Kate Saenko – Learning from Small and Biased Datasets
Abstract: Deep Learning has made exciting progress on many computer vision problems such as object recognition in images and video. However, it has relied on large datasets that can be expensive and time-consuming to collect and label. Datasets can also suffer from “dataset bias,” which happens when the training data is not representative of the future deployment domain. Dataset bias is a major problem in computer vision — even the most powerful deep neural networks fail to generalize to out-of-sample data. A classic example of this is when a network trained to classify handwritten digits fails to recognize typed digits, but this problem happens in many situations, such as new geographic locations, changing demographics, and simulation-to-real learning. Can we solve dataset bias and learn with only a limited amount of supervision? Indeed, we can, under certain assumptions. I will describe some recent work based on domain adaptation of deep learning models and point out several assumptions they make and situations they fail to handle. I will also describe recent efforts to improve adaptation by using unlabeled data to learn better features, with ideas from self-supervised learning.

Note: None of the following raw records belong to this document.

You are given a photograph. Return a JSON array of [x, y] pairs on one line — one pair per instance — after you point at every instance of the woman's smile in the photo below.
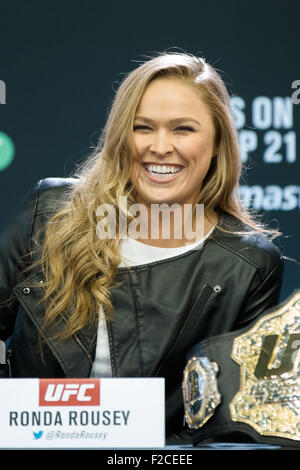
[[162, 173]]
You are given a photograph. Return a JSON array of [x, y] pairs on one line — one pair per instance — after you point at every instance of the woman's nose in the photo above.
[[161, 143]]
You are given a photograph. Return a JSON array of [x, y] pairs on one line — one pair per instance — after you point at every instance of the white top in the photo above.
[[135, 253]]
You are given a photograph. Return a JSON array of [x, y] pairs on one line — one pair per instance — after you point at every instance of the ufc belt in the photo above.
[[247, 383]]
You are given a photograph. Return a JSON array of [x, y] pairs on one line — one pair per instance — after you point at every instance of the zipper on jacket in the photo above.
[[110, 342]]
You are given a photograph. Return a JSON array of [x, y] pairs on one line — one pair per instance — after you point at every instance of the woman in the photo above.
[[79, 303]]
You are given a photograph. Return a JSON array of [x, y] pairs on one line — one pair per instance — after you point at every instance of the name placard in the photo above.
[[82, 413]]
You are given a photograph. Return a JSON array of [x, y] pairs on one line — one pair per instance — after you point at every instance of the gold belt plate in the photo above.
[[269, 359]]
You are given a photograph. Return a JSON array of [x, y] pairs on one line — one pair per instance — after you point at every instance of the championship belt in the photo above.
[[247, 382]]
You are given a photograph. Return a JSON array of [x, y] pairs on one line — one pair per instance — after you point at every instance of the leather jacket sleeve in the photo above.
[[264, 291], [15, 233]]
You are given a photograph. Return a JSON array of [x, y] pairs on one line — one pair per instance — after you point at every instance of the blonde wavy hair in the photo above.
[[79, 267]]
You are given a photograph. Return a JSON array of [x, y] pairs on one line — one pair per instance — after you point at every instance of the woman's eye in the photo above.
[[185, 128], [135, 128]]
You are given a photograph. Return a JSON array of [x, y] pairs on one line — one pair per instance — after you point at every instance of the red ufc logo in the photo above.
[[69, 392]]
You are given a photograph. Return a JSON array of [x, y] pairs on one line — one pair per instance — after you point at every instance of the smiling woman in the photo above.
[[93, 306]]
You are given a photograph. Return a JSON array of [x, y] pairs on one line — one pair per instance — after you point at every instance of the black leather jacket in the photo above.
[[161, 310]]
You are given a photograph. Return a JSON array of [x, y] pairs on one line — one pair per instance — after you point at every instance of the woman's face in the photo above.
[[174, 137]]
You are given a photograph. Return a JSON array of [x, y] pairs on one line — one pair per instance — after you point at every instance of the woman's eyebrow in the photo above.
[[172, 121]]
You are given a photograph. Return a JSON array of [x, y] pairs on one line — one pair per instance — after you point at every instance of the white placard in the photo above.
[[82, 413]]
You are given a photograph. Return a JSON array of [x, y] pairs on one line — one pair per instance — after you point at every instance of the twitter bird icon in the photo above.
[[37, 435]]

Bio: Kate is an Associate Professor of Computer Science at Boston University and a consulting professor for the MIT-IBM Watson AI Lab. She leads the Computer Vision and Learning Group at BU, is the founder and co-director of the Artificial Intelligence Research (AIR) initiative, and member of the Image and Video Computing research group. Kate received a PhD from MIT and did her postdoctoral training at UC Berkeley and Harvard. Her research interests are in the broad area of Artificial Intelligence with a focus on dataset bias, adaptive machine learning, learning for image and language understanding, and deep learning.